Çilli means freckled.


----------



## Tyson786

CHovek said:


> Çilli means freckled.



*chilli*
 or 
*chilli pepper*
 [COUNTABLE] a red or greenvegetable with a hot taste, usually thin and pointed in shape


----------



## CHovek

Never heard of aajib before,aajib doesn't sound a real word at all.Chilli pepper is "Şili biberi" in Turkish.


----------



## Tyson786

CHovek said:


> Never heard of aajib before,aajib doesn't sound a real word at all.Chilli pepper is "Şili biberi" in Turkish.



oh okay , Can Şili biberi" also be used to call a woman hot?


----------



## CHovek

Tyson786 said:


> oh okay , Can Şili biberi" also be used to call a woman hot?


Everyone has their own way of saying things,we say kara biberim(my black pepper) for a dark skinned,swarthy woman to show some affection.But Şili biber sounds a little bit awkward and its meaning may not be clear.


----------



## Tyson786

CHovek said:


> Everyone has their own way of saying things,we say kara biberim(my black pepper) for a dark skinned,swarthy woman to show some affection.But Şili biber sounds a little bit awkward and its meaning may not be clear.

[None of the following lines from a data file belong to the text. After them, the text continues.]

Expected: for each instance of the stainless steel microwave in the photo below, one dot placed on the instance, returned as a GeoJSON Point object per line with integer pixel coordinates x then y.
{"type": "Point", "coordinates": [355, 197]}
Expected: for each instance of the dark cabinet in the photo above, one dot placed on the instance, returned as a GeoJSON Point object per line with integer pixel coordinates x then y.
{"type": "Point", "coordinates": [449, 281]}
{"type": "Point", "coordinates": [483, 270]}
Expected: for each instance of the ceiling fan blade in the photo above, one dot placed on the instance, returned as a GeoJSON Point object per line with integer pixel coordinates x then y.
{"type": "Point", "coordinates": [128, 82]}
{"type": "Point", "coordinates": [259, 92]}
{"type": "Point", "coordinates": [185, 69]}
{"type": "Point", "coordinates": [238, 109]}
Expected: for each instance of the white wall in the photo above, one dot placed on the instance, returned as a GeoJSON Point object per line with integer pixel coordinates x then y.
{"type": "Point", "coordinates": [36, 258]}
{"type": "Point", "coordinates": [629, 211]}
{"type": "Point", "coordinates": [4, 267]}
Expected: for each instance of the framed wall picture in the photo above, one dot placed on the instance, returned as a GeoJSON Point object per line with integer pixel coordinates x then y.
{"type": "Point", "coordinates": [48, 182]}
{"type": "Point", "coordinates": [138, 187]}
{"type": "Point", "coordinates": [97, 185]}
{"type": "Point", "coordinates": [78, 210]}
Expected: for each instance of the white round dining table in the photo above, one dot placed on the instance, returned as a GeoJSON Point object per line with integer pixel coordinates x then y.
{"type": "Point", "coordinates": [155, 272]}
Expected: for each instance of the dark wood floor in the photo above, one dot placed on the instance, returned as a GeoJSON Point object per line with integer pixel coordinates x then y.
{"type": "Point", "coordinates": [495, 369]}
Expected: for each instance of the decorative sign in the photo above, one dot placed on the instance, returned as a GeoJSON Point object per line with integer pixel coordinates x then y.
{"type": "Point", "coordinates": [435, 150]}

Thank you so much for the detailed information, much appreciated to you,
Cheers


----------



## zdena

Maybe he meant "acı". "Acı" means hot or spicy in Turkish.


----------



## Tyson786

zdena said:


> Maybe he meant "acı". "Acı" means hot or spicy in Turkish.



Would it be pronounced like this Aaji or Aji ?


----------



## RimeoftheAncientMariner

Tyson786 said:


> Would it be pronounced like this Aaji or Aji ?


Adji
Meaning 'hot'.


----------



## Tyson786

RimeoftheAncientMariner said:


> Adji
> Meaning 'hot'.




Thank you so much for the response, I appreciate that, so sorry for the late reply


----------



## _Ozgur_

Google translator may help you for the pronounciation. Select Turkish as language at the top of the text box, write it (acı) in the text box using the button on the bottom left of the text box for Turkish virtual keyboard and listen to it by pressing the pronounciation button again on the bottom left of the text box.


----------



## Tyson786

_Ozgur_ said:


> Google translator may help you for the pronounciation. Select Turkish as language at the top of the text box, write it (acı) in the text box using the button on the bottom left of the text box for Turkish virtual keyboard and listen to it by pressing the pronounciation button again on the bottom left of the text box.



Thank you so much for that 
I will definitely check it out on google


----------